Pour faire suite à cette première campagne, qui a été bien relayée par les grands médias, les associations et les regroupements nationaux et régionaux souhaitent créer une coalition nationale. Le premier mandat de cette coalition sera de défendre les enjeux entourant la main-d’œuvre dans le milieu culturel : employabilité, précarité, formation continue, filet social, transition de carrière, etc.

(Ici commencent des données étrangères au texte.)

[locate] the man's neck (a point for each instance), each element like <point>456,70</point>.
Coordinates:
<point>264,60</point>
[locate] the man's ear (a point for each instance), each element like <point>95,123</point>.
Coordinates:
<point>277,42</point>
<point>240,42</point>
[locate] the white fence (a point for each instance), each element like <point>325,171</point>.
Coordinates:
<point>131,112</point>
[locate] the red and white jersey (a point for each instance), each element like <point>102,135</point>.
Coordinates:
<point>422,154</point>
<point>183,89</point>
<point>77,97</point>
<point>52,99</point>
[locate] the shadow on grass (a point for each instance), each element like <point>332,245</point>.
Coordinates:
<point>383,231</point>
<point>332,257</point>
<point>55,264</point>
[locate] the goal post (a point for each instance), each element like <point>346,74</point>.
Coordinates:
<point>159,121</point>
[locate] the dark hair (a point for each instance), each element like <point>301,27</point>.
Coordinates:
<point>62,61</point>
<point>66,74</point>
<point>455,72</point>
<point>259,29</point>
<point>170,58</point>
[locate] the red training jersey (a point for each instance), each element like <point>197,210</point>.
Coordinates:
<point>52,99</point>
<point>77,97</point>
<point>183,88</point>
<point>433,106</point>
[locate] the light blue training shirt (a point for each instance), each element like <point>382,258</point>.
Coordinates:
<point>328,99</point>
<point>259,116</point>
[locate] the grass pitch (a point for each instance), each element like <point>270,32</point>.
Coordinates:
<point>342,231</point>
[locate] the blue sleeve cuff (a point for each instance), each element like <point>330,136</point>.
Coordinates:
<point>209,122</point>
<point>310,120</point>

La constance de la précarité

Interpellé par cette campagne, j’ai échangé, ces derniers temps, avec plusieurs artistes et travailleurs culturels à propos de ces questions. Bien entendu, surcharge de travail, bénévolat, multitâche, cumul de plusieurs emplois, conditions salariales dérisoires, précarité d’emploi, plan de retraite inexistant, etc., sont autant de sujets qui reviennent invariablement. Le milieu culturel semble non seulement au bord de l’épuisement généralisé, mais également au bord du gouffre si rien n’est fait.

Dans les années 1980, je faisais partie de ceux, et nous étions nombreux, qui ont choisi de travailler dans des conditions précaires, car nous croyions en la cause culturelle et nous souhaitions que la culture québécoise contemporaine se déploie et s’épanouisse. Nous avions fait ce choix, sûrs que les choses s’amélioreraient pour les générations futures. Force est de constater que ce n’est malheureusement pas le cas.

Non seulement les travailleuses et les travailleurs culturels ne se sont pas enrichis, mais ils se sont appauvris, contraints à jongler avec une constante précarité. Il n’est pas rare de voir des postes en culture affichés avec un taux horaire équivalant à celui d’il y a 25 ans... Or, l’indice du coût de la vie augmente, quant à lui, d’environ 1 à 2 % par année. Je vous laisse faire le calcul! Et, je ne parle même pas ici de l’engagement bénévole. Avons-nous raté quelque chose? N’avons-nous pas crié assez fort? Sommes-nous trop dévoués?

Un système trop performant?

Malgré l’insuffisance de moyens et le sous-financement chronique, nous avons réussi à créer un système hyperperformant, très bien rodé, conduit par des ressources professionnelles compétentes et souvent, surqualifiées. Mais, ce système fonctionne principalement grâce à la bonne volonté, à l’engagement et au dévouement de ses ressources humaines. Peut-être serait-il temps que tous les travailleuses et travailleurs culturels calculent la vraie valeur de leur travail et, chiffres à l’appui, démontrent à l’État que le milieu culturel est largement déficitaire? Si demain matin, ils décidaient, unanimement, de se faire rémunérer à leur juste valeur, le milieu culturel s’effondrerait sans doute après quelques mois, à bout de liquidité. Pour que ce scénario catastrophe ne devienne pas réalité, un engagement concret de l’État et des différents acteurs clés de la société s’avère indispensable.